Especially in times of a crisis like a pandemic, it’s easy to let fear take over and to marginalise an entire racial group, but it’s important to remember that just because someone looks Chinese to you doesn’t mean they have any connections or even cultural values linked to China, nor that the racial group as a whole is necessarily responsible for the crisis.
“But even more than that, when we examine the genetics of different racial groups, there’s more genetic difference within any one racial group compared to the average between them, and yet amongst all of us, we are so remarkably similar (99.9% alike in fact). Yes, there may be some value in grouping people into racial groups, but at the end of the day, we have much more in common with each other than we don’t.
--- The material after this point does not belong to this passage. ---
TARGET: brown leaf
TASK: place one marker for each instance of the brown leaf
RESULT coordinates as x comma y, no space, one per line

What can We Do? Here are a few suggestions based on personal experience
Research and educate including the below articles that this article is based on
Conduct free implicit bias assessments on yourself to discover unconscious bias and then use this to delve deeper as to why these biasexist (where did you learn them from) or more in-depth assessments such as:
Intercultural Development Inventory (IDI®) Great for organizations as will do a confidential individual report and a combined work team with suggestions of what can be improved.
Disarm any racist comments, including any microaggressions. If in a group, steer the conversation away and then approach the person individually as to the impact it might have had on someone.
Do not enable the behaviour, have the courage to speak up. If you choose to be silent, you have sanctioned the behavior and you have inadvertently become part of the problem. Why... because your inaction informed them that you agree with them. You validated the harm and are, in fact, perpetuating the racist behavior. In being silent, you are centering your own comfort and safety over that of the comfort and safety of others.
Be curious. Avoid making people feel less than and do not lecture. Believe that everyone has good intent and not out to offend people. Do what is in your control and let them know why their comment may have offended someone and then let it go. They may ask you more, or storm off. Either way, know that you did the right thing and their behaviour is not in your control.
Be flexible and seek to be open. We all say things that may be inappropriate and may offend someone. Therefore if someone calls you out, seek to understand the impacts and how you can deal with it so it does not happen again.